В спальню вошла девочка и сказала, что коней запрягли.
– Скажи, чтоб принесли Мотреньку, – велела ей Любовь Федоровна.
Девка ушла.
Василий Леонтиевич встал, помолился и приложился ко всем иконам, Любовь Федоровна сделала то же; они прошли в другие комнаты, везде помолились и приложились к иконам; и потом все собрались в гостиную и сели, воцарилось молчание. Василий Леонтиевич встал, а за ним и все, он три раза перекрестился и, обратясь к жене, перекрестил ее, жена перекрестила Василия Леонтиевича, и они попрощались. Потом Василий Леонтиевич благословил спавшую на руках у мамки малютку Мотреньку, крестницу Ивана Степановича Мазепы, поцеловал ее, простился со всеми, принял от Любови Федоровны хлеб-соль, вышел на рундук, еще раз поцеловался с женою и сел в кибитку.

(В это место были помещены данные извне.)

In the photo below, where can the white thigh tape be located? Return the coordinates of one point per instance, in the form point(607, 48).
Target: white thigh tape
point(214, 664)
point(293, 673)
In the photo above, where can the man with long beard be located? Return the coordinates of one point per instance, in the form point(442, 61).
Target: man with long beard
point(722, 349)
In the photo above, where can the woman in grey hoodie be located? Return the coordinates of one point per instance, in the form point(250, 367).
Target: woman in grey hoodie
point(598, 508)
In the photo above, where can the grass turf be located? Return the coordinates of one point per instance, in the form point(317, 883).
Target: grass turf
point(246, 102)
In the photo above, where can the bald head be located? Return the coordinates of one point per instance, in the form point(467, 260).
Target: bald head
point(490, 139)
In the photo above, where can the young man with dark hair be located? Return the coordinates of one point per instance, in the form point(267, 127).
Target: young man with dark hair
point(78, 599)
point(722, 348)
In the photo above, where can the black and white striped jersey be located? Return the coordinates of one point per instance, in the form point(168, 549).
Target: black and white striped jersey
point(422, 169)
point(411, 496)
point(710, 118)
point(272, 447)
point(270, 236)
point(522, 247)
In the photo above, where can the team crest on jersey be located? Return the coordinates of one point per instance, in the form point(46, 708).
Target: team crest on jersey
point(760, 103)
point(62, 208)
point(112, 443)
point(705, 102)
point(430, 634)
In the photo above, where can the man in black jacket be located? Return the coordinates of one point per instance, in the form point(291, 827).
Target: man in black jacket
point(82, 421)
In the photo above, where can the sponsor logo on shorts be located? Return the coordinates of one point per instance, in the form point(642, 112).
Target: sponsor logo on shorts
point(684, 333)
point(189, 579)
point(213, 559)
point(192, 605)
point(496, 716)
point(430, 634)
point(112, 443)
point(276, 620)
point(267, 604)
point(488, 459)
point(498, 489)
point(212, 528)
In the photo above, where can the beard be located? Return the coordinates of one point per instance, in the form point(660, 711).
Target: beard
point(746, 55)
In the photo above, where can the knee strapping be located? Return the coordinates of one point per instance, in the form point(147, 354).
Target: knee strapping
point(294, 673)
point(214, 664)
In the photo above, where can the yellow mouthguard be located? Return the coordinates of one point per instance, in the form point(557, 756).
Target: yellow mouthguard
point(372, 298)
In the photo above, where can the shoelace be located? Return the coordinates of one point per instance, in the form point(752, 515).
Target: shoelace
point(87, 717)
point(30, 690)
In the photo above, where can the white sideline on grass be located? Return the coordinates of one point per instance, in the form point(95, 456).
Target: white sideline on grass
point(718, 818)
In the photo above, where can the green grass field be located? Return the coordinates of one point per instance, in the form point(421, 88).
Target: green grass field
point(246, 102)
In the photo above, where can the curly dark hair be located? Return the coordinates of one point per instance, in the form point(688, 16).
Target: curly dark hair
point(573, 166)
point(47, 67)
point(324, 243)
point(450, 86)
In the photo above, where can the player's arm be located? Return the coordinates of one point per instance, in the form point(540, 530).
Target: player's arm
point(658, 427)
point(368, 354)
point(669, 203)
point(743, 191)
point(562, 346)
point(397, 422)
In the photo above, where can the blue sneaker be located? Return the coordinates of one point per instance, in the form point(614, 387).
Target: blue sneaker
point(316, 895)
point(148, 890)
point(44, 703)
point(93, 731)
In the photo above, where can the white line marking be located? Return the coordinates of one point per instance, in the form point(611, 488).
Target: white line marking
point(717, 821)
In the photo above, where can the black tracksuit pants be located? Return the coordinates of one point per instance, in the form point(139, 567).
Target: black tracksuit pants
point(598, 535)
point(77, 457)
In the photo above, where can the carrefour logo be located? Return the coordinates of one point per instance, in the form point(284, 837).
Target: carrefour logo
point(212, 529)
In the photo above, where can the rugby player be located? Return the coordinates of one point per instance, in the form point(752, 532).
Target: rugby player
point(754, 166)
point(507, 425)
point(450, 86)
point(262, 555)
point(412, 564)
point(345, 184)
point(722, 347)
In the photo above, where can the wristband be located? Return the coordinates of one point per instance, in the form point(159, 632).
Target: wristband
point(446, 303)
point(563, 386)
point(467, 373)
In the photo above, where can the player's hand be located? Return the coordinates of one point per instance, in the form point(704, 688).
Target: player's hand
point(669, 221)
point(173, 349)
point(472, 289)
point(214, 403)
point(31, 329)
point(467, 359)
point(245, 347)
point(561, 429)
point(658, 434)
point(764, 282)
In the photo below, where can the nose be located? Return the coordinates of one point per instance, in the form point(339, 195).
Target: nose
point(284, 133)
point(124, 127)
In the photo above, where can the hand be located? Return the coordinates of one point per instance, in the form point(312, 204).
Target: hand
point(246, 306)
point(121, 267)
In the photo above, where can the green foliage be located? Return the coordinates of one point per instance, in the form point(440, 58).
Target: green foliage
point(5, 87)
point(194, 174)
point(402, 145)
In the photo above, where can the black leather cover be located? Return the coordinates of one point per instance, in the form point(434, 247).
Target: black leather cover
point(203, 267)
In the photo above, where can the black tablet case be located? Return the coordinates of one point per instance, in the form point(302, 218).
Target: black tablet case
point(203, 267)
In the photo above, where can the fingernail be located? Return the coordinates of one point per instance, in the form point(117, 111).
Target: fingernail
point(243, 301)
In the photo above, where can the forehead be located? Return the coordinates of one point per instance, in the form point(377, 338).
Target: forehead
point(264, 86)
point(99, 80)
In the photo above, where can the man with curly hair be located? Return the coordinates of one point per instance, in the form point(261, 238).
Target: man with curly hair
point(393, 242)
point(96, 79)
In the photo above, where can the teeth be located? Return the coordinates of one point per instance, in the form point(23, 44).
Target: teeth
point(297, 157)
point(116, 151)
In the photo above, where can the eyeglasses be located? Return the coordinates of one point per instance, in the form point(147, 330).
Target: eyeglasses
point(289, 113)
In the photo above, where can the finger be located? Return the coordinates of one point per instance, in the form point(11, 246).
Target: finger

Любовь Федоровна перекрестила едущих. Бричка покатила по улице между маленькими низенькими хатами… и скоро скрылась вдали.
II
Степь, беспредельная как дума и гладкая как море, покрытая опаленною знойным солнцем травою, простиралась во все стороны и далеко-далеко, казалось, сходилась с голубым небом, на котором не было ни одного облачка. Солнце стояло среди неба и рассыпало палящие лучи свои. Тысячи кузнечиков не умолкая пронзительно кричали в сухой траве, а перепелка сидела под тенью шелковистого ковыля с раскрытым клювом от зноя и жажды.
В степи на курганах стояли казачьи пикеты: по три и более казаков с длинными пиками; иные из них, не двигаясь с места, смотрели вдаль, на дымку испарений, исходивших от земли, и были уверены в истине поверия отцов своих, утверждавших, что это святой Петр пасет свое духовное стадо; иные же разъезжали то в одну, то в другую сторону, высматривая, не покажется ли где ненавистный татарин.
Среди этой безграничной степи раскинут был казачий табор; полосатые, пурпурные, желтые, зеленые, белые шатры, – военная добыча казаков прежних лет, отнятая ими у турок и поляков, – были кое-как наскоро поставлены на воткнутые в землю пики. Вокруг шатров стояли рядами несколько тысяч возов, тяжело нагруженных разными военными и съестными припасами; возы эти служили в степи казакам и крепостными стенами.